The main reason for the underwriting loss was a 12.2% rise in total claims to $159m.

This was the first underwriting loss for the sector as a whole for at least a decade. The association’s 2018 annual report shows that underwriting gains have been falling since 2015:

2014: S$392m profit

2015: S$310m profit

2016: S$258m profit

2017: S$107m profit

2018: S$ 36m profit

2019: S$ 28m loss

Top 5 segments

The top five segments, making up 70% of the non-life market, posted underwriting losses totalling $43.4m as is shown below:











 


FY2019 (S$’000)


FY2018 (S$’000)


% Increase/(Decrease)




Motor


(17,437)


9,245


(288.6%)




Health


(11,194)


(44,170)


74.7%




Property


(3,945)


22,381


(117.6%)




Employer’s Liability


(7,345)


(3,899)


(88.4%)




Travel


(3,404)


1,715


(298.5%)


 

Gross written premiums for the general insurance market grew by 7.6% to S$4.1bn in 2019.

The top five classes of business posted the following GWP:











 


Gross Written Premium (S$’000)




Motor


1,116,684




Health


666,824




Property


538,161




Employer’s Liability


365,597




Travel


211,364




 

Motor & health

Overall, the motor insurance segment, which was the largest class of business, recorded S$1.12bn in gross written premiums for the financial year, a 1% increase compared to the previous year. In 2019, the motor insurance segment incurred a 7.6%, or S$41.3m, increase in total claims paid out, contributing to the overall underwriting loss of S$17.4m for the segment.

The year also witnessed a shift in vehicle ownership in Singapore. Vehicle population was at its highest since 2013, fuelled mainly by a spike in private-hire cars (PHCs). This meant that the sector was insuring a vehicle population with higher risk profiles as PHCs are driven more frequently on the road.

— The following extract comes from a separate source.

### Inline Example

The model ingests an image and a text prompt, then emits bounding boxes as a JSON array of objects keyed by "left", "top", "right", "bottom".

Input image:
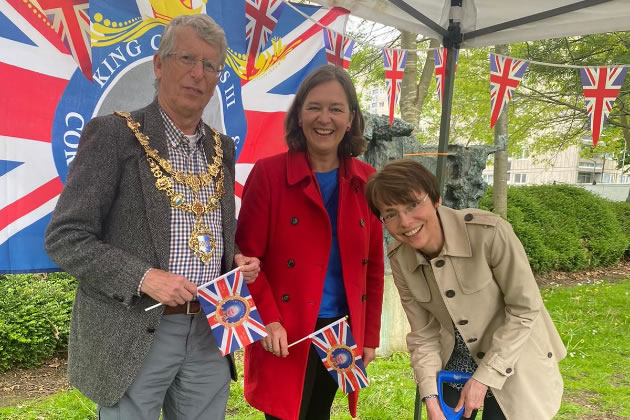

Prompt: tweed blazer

This was also reflected in the total accident reports for the year, which increased by 1.4% from 2018.

Health insurance, now the second largest general insurance segment in Singapore, saw a narrowing of underwriting loss to S$11.2m in 2019, improving by approximately 75% from the underwriting loss of S$44.2m in 2018. 2019 also saw a continuation of the upward claims trend with an 8.1%, or S$22.6m, increase in total claims payout for policyholders requiring medical treatments. Gross written premiums increased to S$666.8m.

Developments

The Association undertook several key developments in 2019 to mitigate claims cost inflation and manage evolving risks. This includes launching the GIA Insurance Fraud Tip-off (GIFT) reward scheme to combat insurance fraud, starting developmental work on the new GIA Easy Accident Reporting System (GEARS), and advancing sector engagements with key stakeholders such as the Monetary Authority of Singapore and the Life Insurance Association, Singapore.

Yesterday, the association appointed a new management committee at its annual general meeting. It elected Craig Ellis as president and Christian Sandric as vice president.

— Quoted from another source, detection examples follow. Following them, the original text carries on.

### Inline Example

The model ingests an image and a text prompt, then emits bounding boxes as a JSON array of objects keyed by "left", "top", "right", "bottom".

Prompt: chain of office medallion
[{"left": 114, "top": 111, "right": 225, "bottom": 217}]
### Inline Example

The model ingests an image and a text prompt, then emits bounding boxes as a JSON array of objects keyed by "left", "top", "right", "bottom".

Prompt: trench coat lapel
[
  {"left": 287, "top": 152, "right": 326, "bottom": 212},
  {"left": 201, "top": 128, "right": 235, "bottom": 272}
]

Mr Ellis said,“The start of 2020 saw an unexpected turn of events – a new decade begins with an emergence of a new global risk. Threats of COVID-19 have unsettled the world and have sent businesses reeling from its impact. As a sector, we are determined to overcome this unprecedented challenge together and will be doubling up our efforts in supporting the community, our members, partners and all stakeholders. At the core of everything we do, we will ensure that general insurance protection remains accessible for everyone.

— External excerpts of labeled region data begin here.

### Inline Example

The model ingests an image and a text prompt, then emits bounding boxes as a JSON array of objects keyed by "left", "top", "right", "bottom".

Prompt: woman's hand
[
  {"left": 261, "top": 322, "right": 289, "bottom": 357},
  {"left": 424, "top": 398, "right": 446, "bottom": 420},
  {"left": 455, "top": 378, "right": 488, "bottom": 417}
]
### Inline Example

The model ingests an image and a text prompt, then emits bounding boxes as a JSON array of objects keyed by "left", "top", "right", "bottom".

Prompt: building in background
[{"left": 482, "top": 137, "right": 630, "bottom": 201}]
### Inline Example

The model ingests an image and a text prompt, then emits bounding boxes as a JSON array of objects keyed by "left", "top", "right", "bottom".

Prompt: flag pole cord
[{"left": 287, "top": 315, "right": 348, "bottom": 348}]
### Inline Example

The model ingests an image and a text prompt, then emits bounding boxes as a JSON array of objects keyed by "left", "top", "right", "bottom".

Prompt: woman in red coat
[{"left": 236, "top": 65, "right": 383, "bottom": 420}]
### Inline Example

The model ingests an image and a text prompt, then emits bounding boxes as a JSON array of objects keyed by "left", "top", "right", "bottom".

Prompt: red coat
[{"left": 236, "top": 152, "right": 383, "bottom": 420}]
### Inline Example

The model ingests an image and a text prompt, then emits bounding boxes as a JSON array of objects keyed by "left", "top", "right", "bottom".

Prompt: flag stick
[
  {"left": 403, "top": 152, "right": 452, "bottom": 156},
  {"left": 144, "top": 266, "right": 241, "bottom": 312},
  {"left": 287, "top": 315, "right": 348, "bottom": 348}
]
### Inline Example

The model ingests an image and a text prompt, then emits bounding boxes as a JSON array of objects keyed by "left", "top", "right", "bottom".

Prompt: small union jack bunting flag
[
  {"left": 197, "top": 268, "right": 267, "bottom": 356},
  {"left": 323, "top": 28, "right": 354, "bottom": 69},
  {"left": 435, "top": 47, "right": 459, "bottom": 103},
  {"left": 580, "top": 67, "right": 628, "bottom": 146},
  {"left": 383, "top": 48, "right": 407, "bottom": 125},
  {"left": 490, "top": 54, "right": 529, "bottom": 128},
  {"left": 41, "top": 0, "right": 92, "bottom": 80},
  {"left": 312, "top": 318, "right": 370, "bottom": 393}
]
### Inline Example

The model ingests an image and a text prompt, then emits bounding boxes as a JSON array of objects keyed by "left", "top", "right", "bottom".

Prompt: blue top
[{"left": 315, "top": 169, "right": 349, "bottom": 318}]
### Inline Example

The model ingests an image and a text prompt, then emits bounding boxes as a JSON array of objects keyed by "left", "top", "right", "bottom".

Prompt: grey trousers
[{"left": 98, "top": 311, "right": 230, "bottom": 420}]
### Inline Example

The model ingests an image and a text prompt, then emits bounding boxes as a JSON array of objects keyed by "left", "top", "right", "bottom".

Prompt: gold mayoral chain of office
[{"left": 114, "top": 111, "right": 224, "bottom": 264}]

“Notwithstanding it all, one of the key focuses for GIA this year, is to leverage the success of our insurance fraud prevention initiatives to form a new Centralised Investigation Bureau. We are also well prepared to support recent regulatory developments such as the new Work Injury Compensation Act (WICA), and will be driving innovative changes for the sector through the newly formed Market Development Committee.”